İlişkinin hem derinliği hem de genel önemi, müşterinin başlattığı dijital etkileşimlerin sayısıyla birlikte büyür. Ve etkileşimlerin sayısı bu deneyimlerin değerine bağlıdır. Bir müşterinin yolculuk boyunca ilerlemesini desteklemek ve gerçekten anlamlı bir dizi deneyim yaratmak için bankalar, kredi birlikleri ve diğer finansal aktörler, müşteri verilerini ve bilgilerini proaktif olarak ve tüm kanallarda, böylece ilgili ve zamanında iletişimi geliştirmek için kullanmalıdır.

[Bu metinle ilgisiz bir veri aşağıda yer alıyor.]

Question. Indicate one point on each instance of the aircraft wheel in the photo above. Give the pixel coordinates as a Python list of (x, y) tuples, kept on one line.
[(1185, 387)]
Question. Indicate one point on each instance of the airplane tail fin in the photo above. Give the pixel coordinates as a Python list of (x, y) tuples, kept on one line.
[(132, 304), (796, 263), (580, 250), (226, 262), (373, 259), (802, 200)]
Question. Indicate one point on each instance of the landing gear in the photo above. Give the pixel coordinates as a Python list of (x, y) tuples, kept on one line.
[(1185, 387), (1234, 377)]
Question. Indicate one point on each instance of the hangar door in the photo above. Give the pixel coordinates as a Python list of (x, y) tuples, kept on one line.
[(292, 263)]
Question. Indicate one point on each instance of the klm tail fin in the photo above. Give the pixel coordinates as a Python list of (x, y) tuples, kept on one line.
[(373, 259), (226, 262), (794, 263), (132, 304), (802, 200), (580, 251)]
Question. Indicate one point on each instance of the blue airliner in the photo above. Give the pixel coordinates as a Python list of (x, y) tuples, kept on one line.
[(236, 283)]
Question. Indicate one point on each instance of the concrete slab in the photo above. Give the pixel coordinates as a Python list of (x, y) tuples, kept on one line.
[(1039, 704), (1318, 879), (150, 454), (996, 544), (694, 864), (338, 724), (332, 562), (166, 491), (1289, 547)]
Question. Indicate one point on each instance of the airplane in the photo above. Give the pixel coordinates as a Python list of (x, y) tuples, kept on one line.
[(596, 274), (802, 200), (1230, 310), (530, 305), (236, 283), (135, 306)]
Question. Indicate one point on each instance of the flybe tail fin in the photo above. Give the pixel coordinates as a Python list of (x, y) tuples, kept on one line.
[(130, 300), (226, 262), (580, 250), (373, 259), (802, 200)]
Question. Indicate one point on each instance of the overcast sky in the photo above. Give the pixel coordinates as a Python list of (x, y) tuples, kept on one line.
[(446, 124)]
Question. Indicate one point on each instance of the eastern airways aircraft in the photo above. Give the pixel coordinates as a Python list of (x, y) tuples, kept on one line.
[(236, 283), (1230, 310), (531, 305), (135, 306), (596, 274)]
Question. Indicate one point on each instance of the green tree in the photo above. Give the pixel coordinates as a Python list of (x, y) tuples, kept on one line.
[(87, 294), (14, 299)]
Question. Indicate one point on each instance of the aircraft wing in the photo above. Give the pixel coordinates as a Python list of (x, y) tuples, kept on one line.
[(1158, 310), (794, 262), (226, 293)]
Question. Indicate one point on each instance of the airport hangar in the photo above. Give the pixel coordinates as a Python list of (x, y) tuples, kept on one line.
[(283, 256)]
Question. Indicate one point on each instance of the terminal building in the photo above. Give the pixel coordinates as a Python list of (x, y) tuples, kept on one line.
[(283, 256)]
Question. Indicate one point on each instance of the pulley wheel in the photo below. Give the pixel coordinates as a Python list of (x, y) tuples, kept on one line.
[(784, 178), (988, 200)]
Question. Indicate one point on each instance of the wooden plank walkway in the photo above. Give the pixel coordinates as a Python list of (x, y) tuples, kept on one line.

Açıkça tanımlanmış bir tutma stratejisi, uygun yürütme ile birleştirilmiş , her bir bireysel temas noktasında bu etkileşimlerin her biri için iletişimin etkinliğini en üst düzeye çıkarmalıdır . Potansiyel işlemler, ürün teklifleri ve iş teklifleri, içgörüler, tavsiyeler ve tavsiyeler: Her bir içerik parçası, nihai hedef olan etkileşim yaratma hedefiyle müşteri profiline göre uyarlanmalıdır.

Bankacılıkta sadakat ancak, yeni kanallar ve hepsinden önemlisi, Bankaları ve Bankacılık Kurumlarını dijital ortamlarında destekleyen Doxee tarafından sağlananlar gibi yeni iletişim biçimleri gerektiren yeni müşteri odaklı iş modellerinin uygulanmasıyla sağlanabilir. yaklaşık yirmi yıldır dönüşüm yolculuğu.

Doxee'nin geliştirdiği teknolojilerin sağladığı iletişim, bankaların bir yandan müşteriler ve pazarlarla ilişkilerini pekiştirip geliştirmelerini , diğer yandan da hedef kitle ile iletişimle ilgili süreçleri giderek daha verimli ve ölçeklenebilir hale getirmelerini mümkün kılıyor.